Multibagger sugar stock could rally further as ICICI Securities sees upside in 3 months


Sugar stocks remained in a structural upward trend, forming a higher peak and trough on the long-term chart. Balrampur Chini Mills shares after last month’s break appear to be forming a higher base around last year’s highs placed around 380 levels, said national brokerage ICICI Securities, which has a buy rating on the stock.

Sugar stock has managed to hold above the upward sloping support trendline joining lows since March 2020, highlighting elevated buying demand that signifies inherent strength. The brokerage expects multibagger stock to maintain a positive bias and head towards 445 levels with a time horizon of approximately three months.

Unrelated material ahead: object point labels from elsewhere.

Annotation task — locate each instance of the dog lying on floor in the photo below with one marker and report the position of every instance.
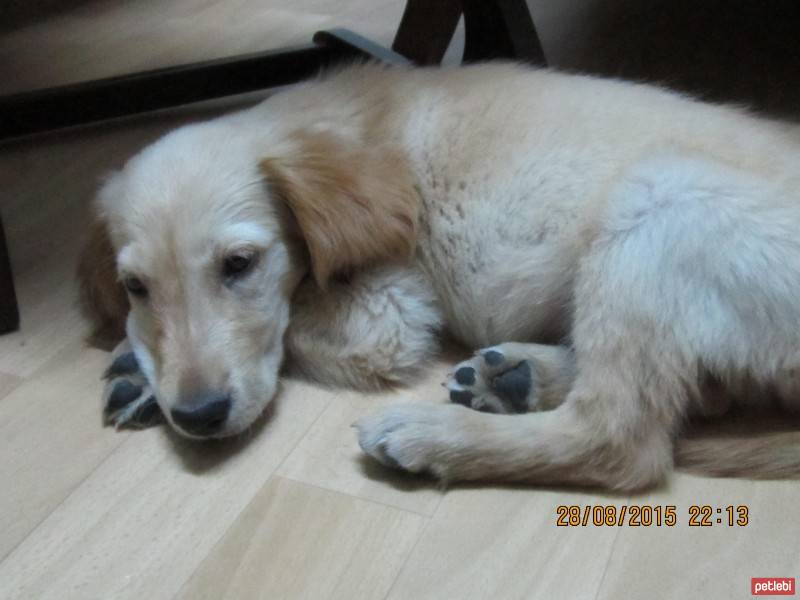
(622, 257)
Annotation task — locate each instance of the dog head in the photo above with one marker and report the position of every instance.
(210, 231)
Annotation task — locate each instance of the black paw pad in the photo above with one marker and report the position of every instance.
(124, 364)
(493, 358)
(465, 376)
(514, 385)
(124, 393)
(462, 397)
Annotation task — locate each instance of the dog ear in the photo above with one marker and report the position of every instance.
(102, 297)
(354, 205)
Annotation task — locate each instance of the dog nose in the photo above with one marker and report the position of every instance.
(203, 414)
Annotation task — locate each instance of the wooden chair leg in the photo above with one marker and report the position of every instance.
(9, 313)
(500, 29)
(426, 29)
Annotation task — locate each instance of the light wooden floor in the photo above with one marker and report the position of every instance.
(293, 511)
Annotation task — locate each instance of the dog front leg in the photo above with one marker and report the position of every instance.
(128, 399)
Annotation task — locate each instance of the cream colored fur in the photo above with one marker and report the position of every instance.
(654, 237)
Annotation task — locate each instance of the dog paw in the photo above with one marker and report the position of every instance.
(128, 400)
(418, 438)
(494, 381)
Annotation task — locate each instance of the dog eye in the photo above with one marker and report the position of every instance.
(135, 286)
(238, 264)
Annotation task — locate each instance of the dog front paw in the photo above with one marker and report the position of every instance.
(418, 438)
(128, 400)
(494, 381)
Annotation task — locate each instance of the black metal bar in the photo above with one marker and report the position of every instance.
(9, 313)
(426, 29)
(344, 39)
(500, 29)
(65, 106)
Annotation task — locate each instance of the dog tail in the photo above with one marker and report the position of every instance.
(773, 455)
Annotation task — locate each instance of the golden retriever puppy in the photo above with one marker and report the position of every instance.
(621, 256)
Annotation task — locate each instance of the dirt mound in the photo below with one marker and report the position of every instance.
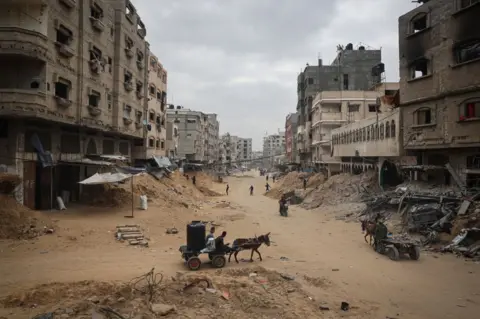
(342, 188)
(293, 181)
(173, 191)
(8, 182)
(18, 222)
(234, 293)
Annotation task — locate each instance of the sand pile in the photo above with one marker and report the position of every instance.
(342, 188)
(228, 293)
(293, 181)
(18, 222)
(171, 192)
(8, 182)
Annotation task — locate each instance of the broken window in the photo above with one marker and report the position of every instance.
(419, 68)
(141, 30)
(418, 22)
(470, 110)
(64, 35)
(96, 12)
(467, 51)
(95, 54)
(109, 101)
(129, 11)
(467, 3)
(423, 116)
(138, 117)
(374, 108)
(127, 77)
(62, 88)
(345, 81)
(94, 99)
(354, 108)
(152, 89)
(127, 111)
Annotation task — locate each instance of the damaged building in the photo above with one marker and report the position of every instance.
(439, 44)
(74, 85)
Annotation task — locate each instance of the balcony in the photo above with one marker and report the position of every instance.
(64, 50)
(15, 101)
(97, 24)
(18, 41)
(94, 110)
(69, 3)
(62, 102)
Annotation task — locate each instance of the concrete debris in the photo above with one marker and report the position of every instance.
(132, 234)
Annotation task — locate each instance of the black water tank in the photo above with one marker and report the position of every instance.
(196, 236)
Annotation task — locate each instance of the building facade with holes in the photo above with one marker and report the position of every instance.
(334, 109)
(155, 138)
(439, 51)
(75, 76)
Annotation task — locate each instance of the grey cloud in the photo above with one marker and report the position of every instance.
(240, 58)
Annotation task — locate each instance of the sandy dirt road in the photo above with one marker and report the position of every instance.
(328, 256)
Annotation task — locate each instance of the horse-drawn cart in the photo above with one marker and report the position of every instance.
(196, 246)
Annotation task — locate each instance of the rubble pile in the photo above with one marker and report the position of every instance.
(341, 188)
(294, 181)
(226, 293)
(171, 192)
(431, 211)
(19, 222)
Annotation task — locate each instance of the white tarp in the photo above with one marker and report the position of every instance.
(105, 178)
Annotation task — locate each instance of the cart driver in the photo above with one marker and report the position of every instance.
(219, 242)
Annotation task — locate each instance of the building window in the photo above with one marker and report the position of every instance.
(423, 116)
(374, 108)
(469, 110)
(420, 68)
(353, 108)
(64, 35)
(467, 3)
(467, 51)
(94, 99)
(345, 81)
(62, 88)
(418, 23)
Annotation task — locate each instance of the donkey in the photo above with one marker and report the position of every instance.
(253, 244)
(369, 228)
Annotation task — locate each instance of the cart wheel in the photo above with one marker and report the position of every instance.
(219, 261)
(414, 253)
(194, 263)
(393, 253)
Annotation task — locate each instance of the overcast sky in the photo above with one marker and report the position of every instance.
(240, 58)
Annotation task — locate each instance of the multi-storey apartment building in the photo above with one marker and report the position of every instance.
(352, 69)
(74, 83)
(332, 109)
(291, 138)
(244, 149)
(191, 132)
(439, 51)
(155, 138)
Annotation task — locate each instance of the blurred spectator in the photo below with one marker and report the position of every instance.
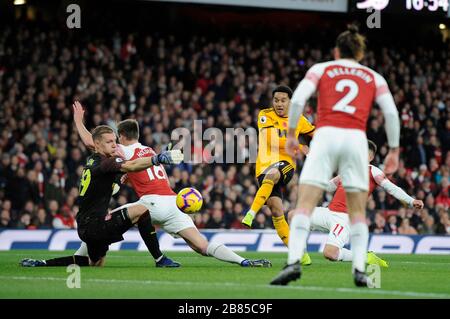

Balrampur Chini (BCML) is the second largest sugar company with a sugar crushing capacity of 76,000 TCD, a distillery capacity of 560 KLD and a cogeneration capacity of 172 MW. It undertakes a distillery capex of 490 KLD and the modernization, decongestion of its sugar cane crushing capacity in several factories.

With the investments from the distillery, Balrampur Chini would be able to increase its ethanol volumes by 2.2x to 35 crore liter by FY24. Distillery Sales to Witness a CAGR of 33.6% at | 1954.8 crores in fiscal years 21-24E, which would be 33% of total revenue. He undertook the modernization and decongestion of certain factories.

“This would lead to higher sugarcane crushing and better recoveries by FY24. We are forecasting a 7% CAGR of revenue for FY21-24E. The company is introducing a new variety of sugarcane in its catchment areas, which would reduce reliance on Co-0238,” ICICI Securities remarks highlighted.

Balrampur Chini Mills Limited is one of the largest sugar manufacturing companies in India. Shares of the company have performed multibagger by rallying more than 120% over a one-year period as they are up around 6% in 2022 (year-to-date or year-to-date). year) so far.

The opinions and recommendations made above are those of individual analysts or brokerage firms, and not of Mint.